E adesso mi posso finalmente scusare per la lunga introduzione scolastica e consenarvi il mio link letterario di oggi. Che è un’intervista, in realtà, a uno scrittore spagnolo tra quelli che amo di più e che leggo sempre più volentieri (mi ostino a considerare il suo romanzo I soldati di Salamina un vero capolavoro, almeno nelle ultime 40 pagine). Lo scrittore è Javier Cercas e l’intervista la trovate qui. E a un certo punto leggerete che Cercas dice questa cosa:
C’è un racconto di Borges, il più grande scrittore nella mia lingua dopo Cervantes, in cui c’è un uomo che ha una memoria incredibile, ma è completamente stupido. Non può ragionare perché ragionare vuol dire dimenticare delle cose. Viviamo in un’epoca strana in cui la memoria è stata sacralizzata e questo è molto pericoloso. Non c’è niente che sia sacro, nemmeno Dio. La memoria non è sacra, deve essere sottoposta alla critica perché chi ricorda si può sbagliare. Le testimonianze sono essenziali per capire il passato, ma devono essere sottoposte alla critica, come tutto. Chi ricorda può anche mentire come faceva il protagonista di L’impostore, un uomo che diceva di esser stato nei campi di concentramento. Era diventato una rockstar della memoria storica. Perché tutto il mondo gli aveva creduto? Perché nessuno si è posto delle domande? Primo perché lui raccontava quello che la gente voleva ascoltare, raccontava una versione edulcorata della storia e le persone, soprattutto quando si tratta del passato più terribile, preferiscono non sapere la verità, preferiscono una versione digeribile, eroica e tranquillizzante della realtà.
E poi anche che arriva fino a dire quest’altra cosa qui, con piglio deciso e assoluto:
Mi sembra che Adorno dicesse che è più importante conoscere i carnefici che le vittime. Con le vittime si deve stare, ma dobbiamo capire i carnefici perché è l’unico modo per non ripetere gli stessi errori. Se non si capisce perché la gente è stata affascinata dal fascismo così come oggi è attratta da quello che definirei nazionalpopulismo … se non si capisce perché il fascismo è stato affascinante non si può attaccare quell’ideologia. Non basta dire Hitler era un mostro. Non era un extraterrestre. No, era un uomo, ma un uomo terribile. Se non si capisce perché ha affascinato non solo la Germania ma la metà del mondo, Hitler sarà di nuovo presente, una versione nuova di Hitler. L’unico modo per evitare che questo si ripeta è avere un genio, un Dostoevskij, uno Shakespeare, un Cervantes che scriva di questo, che si chieda perché il fascismo è stato affascinante. Questo è quello che fa la grande letteratura…

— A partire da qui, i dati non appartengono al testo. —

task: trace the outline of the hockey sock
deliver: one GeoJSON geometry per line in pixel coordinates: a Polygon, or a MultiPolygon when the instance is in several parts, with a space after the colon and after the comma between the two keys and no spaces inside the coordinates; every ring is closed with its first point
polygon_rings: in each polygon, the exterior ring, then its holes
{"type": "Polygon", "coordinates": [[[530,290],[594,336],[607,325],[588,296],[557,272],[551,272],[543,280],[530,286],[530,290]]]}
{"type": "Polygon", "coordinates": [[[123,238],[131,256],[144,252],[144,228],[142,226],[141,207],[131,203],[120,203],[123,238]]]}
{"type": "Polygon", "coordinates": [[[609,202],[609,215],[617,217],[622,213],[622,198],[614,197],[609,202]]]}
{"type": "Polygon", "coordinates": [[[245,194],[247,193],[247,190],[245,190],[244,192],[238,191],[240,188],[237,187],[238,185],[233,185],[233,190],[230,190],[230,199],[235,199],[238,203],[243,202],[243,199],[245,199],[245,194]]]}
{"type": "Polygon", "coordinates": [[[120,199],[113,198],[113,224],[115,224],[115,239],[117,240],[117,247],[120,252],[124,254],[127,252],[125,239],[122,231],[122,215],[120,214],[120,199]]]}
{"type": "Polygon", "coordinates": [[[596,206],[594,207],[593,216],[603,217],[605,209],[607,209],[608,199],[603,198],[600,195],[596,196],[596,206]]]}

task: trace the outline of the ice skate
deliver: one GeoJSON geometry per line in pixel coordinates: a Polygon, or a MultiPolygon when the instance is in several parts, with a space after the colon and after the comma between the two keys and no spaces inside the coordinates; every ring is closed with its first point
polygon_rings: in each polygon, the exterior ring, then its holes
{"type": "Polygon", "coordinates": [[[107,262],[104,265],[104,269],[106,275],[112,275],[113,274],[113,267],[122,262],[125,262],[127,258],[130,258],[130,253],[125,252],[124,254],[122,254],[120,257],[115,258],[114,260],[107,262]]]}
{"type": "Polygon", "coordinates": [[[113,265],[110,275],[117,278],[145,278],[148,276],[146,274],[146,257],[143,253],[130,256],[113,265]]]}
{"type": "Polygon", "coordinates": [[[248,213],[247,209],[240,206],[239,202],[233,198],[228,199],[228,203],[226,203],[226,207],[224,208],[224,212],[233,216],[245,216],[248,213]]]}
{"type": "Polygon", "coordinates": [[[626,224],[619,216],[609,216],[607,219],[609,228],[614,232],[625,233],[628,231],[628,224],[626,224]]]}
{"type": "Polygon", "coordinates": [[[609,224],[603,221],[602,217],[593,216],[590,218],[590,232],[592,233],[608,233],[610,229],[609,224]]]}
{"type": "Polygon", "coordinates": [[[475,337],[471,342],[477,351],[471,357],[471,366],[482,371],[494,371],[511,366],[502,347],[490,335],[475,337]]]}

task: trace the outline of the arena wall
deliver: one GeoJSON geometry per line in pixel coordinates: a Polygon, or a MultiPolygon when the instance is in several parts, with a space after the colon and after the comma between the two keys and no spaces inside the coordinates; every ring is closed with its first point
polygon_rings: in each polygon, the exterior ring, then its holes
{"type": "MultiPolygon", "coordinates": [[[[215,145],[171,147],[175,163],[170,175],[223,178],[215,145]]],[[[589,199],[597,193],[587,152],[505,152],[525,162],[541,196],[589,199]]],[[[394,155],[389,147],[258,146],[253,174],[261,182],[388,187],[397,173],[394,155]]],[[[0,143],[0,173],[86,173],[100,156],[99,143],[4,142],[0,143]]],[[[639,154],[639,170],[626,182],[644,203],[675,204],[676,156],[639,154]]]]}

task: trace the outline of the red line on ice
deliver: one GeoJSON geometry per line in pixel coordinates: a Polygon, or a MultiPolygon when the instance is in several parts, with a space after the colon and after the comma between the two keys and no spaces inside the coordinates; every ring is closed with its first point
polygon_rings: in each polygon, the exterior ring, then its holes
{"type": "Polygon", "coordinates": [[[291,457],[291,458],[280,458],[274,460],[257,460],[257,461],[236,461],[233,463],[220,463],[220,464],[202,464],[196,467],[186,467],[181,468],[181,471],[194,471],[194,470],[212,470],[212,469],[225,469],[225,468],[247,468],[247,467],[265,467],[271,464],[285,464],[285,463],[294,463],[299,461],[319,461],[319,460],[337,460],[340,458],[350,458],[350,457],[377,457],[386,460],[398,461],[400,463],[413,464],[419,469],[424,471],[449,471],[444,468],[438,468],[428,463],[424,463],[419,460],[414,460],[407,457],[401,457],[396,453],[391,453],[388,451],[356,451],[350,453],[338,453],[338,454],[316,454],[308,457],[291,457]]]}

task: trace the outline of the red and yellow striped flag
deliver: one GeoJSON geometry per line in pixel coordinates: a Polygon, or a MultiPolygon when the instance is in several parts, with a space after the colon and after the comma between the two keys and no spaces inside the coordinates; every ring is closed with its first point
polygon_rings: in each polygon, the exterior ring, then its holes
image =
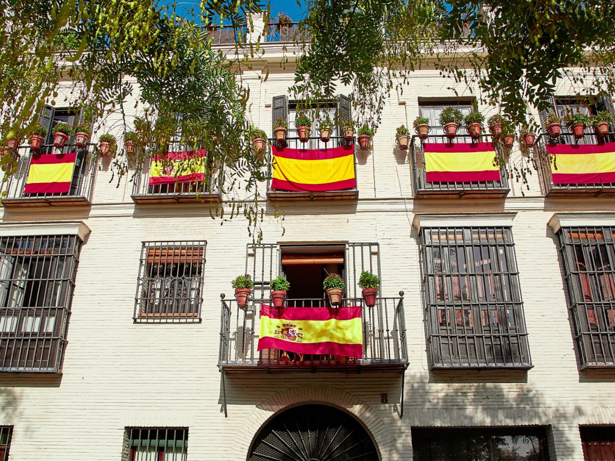
{"type": "Polygon", "coordinates": [[[62,194],[71,190],[77,152],[32,156],[25,194],[62,194]]]}
{"type": "Polygon", "coordinates": [[[149,167],[149,186],[196,183],[205,179],[207,151],[169,152],[154,156],[149,167]]]}
{"type": "Polygon", "coordinates": [[[615,183],[615,143],[547,144],[554,184],[615,183]]]}
{"type": "Polygon", "coordinates": [[[491,143],[423,144],[427,183],[499,181],[491,143]]]}
{"type": "Polygon", "coordinates": [[[258,350],[267,349],[360,358],[361,308],[277,309],[262,304],[258,350]]]}
{"type": "Polygon", "coordinates": [[[289,149],[274,146],[271,188],[324,192],[354,189],[354,144],[331,149],[289,149]]]}

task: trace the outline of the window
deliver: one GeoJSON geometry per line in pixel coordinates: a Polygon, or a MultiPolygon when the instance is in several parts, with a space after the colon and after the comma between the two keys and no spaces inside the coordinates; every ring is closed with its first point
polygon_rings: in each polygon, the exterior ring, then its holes
{"type": "Polygon", "coordinates": [[[207,242],[145,242],[135,321],[200,320],[207,242]]]}
{"type": "Polygon", "coordinates": [[[129,452],[122,461],[186,461],[187,427],[127,427],[129,452]]]}
{"type": "Polygon", "coordinates": [[[0,238],[0,370],[61,371],[81,243],[0,238]]]}
{"type": "Polygon", "coordinates": [[[558,233],[581,366],[615,364],[614,227],[558,233]]]}
{"type": "Polygon", "coordinates": [[[417,461],[547,461],[542,428],[412,429],[417,461]]]}
{"type": "Polygon", "coordinates": [[[10,439],[12,436],[12,426],[0,426],[0,461],[9,461],[10,439]]]}
{"type": "Polygon", "coordinates": [[[421,231],[432,366],[530,366],[508,227],[421,231]]]}

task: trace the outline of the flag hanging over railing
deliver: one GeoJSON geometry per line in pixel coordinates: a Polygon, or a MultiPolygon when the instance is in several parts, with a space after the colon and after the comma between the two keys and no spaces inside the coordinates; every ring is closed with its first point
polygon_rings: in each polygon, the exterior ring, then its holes
{"type": "Polygon", "coordinates": [[[354,144],[331,149],[290,149],[274,146],[272,152],[272,189],[324,192],[357,187],[354,144]]]}
{"type": "Polygon", "coordinates": [[[154,156],[149,167],[148,185],[203,181],[206,161],[205,149],[154,156]]]}
{"type": "Polygon", "coordinates": [[[30,159],[24,194],[69,192],[77,152],[39,154],[30,159]]]}
{"type": "Polygon", "coordinates": [[[266,349],[360,358],[361,308],[277,309],[261,304],[258,350],[266,349]]]}
{"type": "Polygon", "coordinates": [[[499,181],[491,143],[423,144],[427,183],[499,181]]]}
{"type": "Polygon", "coordinates": [[[554,184],[615,183],[615,143],[547,144],[554,184]]]}

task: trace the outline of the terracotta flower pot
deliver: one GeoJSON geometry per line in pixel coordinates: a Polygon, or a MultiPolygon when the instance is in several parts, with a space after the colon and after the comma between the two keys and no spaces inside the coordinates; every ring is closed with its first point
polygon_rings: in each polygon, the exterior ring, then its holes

Ecco, appunto, la «grande letteratura» (ne ha parlato anche Massimo Mantellini sul suo blog in questi giorni; ma secondo me è stato ottimista sulle percentuali). Ogni tanto incontriamo la «grande letteratura»; quando la incontriamo sappiamo anche riconoscerla, quando la incontriamo sappiamo anche riconoscerci. È la letteratura che sa raccontarci il guazzabuglio che siamo, che non siamo in grado di leggere da soli, che abbiamo il dovere di imparare a leggere. Oggi lo ha detto Javier Cercas, due secoli fa lo diceva Manzoni, altri verranno a dircelo con voce chiara e coraggiosa. Speriamo di poter avere orecchie attente. Speriamo che sia ancora qualcuno che ci obbliga a leggerla. Speriamo che le pagine e le parole restino lì, dove sono sempre state, dove ogni anno le ritrovo, per il mio sconforto e la mia impalpabile consolazione.